Microsoft has KB5031354 for Windows 11 and KB5031356 released for Windows 10. Those are the two patches for the monthly Patch Tuesday update round for October. According to the patch notes Microsoft has fixed 103 vulnerabilities. The company also warns of two vulnerabilities that affect other manufacturers and developers, but that can also affect Microsoft and Windows systems. One of which is CVE-2023-5346a type confusion in Chromium’s V8 JavaScript engine that also appears in Chromium-based Edge.

The other vulnerability is CVE-2023-44487. That is a vulnerability in the HTTP/2 protocol that is built into many software. That vulnerability appeared to be abused earlier this week to set up gigantic DDoS attacks; Google announced on Tuesday that it had repelled the largest DDoS attack ever. That took place through exploitation of that bug.

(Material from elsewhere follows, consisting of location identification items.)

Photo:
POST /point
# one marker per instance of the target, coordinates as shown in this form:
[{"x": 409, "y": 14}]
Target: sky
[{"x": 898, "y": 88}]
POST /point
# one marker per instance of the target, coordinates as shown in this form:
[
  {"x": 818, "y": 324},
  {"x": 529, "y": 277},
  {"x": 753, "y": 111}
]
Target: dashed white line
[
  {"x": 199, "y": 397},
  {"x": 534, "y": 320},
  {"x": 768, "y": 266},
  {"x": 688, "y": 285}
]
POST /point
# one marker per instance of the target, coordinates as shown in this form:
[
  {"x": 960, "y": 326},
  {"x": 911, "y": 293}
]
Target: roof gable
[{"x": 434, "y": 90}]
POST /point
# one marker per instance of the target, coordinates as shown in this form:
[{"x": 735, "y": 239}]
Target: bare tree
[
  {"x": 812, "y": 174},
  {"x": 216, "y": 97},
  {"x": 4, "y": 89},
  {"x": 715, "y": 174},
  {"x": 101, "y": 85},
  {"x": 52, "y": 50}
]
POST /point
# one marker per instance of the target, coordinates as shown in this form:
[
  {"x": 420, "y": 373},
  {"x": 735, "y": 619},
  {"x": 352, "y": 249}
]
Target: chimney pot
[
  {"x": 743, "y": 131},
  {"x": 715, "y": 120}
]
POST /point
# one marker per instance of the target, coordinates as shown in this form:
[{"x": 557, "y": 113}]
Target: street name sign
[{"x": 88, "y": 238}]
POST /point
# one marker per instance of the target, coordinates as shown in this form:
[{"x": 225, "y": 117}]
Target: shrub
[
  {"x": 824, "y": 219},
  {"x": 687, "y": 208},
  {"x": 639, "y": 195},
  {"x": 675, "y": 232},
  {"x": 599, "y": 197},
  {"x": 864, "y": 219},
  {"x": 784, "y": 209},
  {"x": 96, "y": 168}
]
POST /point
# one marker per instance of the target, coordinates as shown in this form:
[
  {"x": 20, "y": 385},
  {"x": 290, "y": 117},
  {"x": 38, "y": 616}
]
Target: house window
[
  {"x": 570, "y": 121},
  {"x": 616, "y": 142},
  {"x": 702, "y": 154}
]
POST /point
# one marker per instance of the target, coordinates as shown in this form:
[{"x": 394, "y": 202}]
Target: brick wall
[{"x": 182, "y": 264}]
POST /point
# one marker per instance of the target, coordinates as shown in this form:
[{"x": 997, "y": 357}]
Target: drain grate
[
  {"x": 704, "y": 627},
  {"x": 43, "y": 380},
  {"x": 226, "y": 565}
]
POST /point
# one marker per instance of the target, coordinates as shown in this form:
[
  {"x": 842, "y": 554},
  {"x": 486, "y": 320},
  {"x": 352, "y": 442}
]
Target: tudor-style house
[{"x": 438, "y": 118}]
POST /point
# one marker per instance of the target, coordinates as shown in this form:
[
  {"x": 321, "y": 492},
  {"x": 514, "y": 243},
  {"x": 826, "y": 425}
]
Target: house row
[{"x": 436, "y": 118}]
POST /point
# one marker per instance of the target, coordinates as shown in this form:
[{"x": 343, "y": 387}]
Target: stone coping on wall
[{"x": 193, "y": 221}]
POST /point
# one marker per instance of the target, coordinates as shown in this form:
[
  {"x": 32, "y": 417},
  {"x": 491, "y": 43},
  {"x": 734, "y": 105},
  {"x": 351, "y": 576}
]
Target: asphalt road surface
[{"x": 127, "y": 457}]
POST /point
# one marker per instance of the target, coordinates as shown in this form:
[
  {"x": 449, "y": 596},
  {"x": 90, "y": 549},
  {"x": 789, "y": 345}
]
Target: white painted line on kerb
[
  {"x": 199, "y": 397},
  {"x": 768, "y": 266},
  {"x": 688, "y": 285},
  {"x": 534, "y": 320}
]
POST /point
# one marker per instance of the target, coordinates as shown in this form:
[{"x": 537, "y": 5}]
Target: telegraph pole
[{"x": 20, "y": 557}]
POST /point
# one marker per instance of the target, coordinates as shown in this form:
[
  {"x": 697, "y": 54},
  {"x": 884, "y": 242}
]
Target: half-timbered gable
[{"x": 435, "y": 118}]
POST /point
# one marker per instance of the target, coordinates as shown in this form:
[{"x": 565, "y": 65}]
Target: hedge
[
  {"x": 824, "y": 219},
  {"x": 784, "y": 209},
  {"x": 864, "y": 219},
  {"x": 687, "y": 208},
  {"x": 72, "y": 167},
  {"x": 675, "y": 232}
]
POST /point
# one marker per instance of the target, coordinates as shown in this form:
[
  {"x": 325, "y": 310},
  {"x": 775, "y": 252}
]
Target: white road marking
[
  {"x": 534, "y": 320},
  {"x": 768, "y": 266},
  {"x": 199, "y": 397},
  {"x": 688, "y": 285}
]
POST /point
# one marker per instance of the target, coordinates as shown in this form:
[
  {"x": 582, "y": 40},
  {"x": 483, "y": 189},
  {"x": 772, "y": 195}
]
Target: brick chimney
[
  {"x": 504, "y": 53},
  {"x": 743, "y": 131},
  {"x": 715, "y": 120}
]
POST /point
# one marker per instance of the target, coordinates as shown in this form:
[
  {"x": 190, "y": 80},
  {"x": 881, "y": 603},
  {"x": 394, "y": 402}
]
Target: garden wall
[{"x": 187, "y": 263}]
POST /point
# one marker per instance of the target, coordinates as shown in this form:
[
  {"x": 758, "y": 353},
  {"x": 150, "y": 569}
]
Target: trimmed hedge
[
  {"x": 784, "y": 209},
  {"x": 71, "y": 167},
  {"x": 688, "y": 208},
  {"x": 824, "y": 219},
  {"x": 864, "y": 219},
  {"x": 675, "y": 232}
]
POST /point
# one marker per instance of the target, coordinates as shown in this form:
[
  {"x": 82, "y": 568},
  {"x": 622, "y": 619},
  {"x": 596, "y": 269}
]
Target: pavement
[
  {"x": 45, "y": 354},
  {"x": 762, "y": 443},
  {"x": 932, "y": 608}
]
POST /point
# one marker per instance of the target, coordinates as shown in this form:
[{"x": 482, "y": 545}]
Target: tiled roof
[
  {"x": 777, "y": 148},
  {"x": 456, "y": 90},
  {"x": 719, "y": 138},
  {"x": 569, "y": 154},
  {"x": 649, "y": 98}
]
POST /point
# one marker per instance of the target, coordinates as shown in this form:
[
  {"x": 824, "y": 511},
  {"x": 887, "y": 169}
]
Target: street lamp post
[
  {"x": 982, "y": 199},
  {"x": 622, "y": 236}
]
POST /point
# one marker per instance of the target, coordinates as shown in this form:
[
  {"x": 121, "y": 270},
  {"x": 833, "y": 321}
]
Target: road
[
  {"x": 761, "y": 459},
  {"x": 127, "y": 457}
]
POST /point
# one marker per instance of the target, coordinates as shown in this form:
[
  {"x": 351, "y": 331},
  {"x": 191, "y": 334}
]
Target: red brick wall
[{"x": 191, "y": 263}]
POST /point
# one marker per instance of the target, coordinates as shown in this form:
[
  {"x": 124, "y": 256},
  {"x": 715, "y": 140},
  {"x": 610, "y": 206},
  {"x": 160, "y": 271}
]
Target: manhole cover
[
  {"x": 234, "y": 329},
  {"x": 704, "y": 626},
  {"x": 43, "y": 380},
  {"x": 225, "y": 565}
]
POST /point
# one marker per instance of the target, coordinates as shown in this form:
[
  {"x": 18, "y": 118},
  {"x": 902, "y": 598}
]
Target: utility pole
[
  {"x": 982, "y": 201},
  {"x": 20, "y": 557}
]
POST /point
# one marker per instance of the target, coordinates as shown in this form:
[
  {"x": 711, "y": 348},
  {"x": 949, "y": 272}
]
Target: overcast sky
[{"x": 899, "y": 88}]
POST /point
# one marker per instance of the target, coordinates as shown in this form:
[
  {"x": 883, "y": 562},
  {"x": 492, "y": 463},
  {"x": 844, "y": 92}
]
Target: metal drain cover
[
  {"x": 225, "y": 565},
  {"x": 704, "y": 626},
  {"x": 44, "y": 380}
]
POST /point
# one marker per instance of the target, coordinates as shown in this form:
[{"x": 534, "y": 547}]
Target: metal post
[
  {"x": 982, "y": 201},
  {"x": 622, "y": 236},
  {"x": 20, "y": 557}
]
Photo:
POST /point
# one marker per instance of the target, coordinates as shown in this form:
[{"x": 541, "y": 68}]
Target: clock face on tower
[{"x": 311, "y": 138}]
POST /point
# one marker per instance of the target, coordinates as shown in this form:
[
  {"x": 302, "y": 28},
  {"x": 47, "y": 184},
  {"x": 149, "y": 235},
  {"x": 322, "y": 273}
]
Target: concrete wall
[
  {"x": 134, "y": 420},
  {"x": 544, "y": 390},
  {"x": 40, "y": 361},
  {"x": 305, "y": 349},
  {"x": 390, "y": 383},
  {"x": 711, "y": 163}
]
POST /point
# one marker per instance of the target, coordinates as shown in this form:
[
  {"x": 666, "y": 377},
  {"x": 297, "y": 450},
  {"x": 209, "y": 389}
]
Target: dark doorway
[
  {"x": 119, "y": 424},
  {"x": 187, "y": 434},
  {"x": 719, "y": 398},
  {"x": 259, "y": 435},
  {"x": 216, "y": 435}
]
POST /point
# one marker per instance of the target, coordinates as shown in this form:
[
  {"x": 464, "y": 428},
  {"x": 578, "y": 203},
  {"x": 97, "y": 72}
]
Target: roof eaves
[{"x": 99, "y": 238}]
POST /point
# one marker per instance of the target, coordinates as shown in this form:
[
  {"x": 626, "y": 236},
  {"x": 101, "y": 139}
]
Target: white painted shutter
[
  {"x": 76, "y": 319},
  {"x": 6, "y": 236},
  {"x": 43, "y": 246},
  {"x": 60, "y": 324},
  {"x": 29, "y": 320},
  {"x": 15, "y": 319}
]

That was one of three zero-days that Microsoft is now noticing that can also affect Windows systems. Furthermore, Microsoft has fixed a bug in Skype for Business. CVE-2023-41763 is a privilege escalation that allowed attackers to obtain information not intended for them. A second bug is CVE-2023-36563, which also made it possible to retrieve information. That bug is in WordPad, where it was possible to steal NTLM hashes.

Of the 103 bugs included in the Patch Tuesday fixes, 45 allowed remote code execution. 26 cases involved privilege escalations and another 17 cases involved denial-of-service attacks.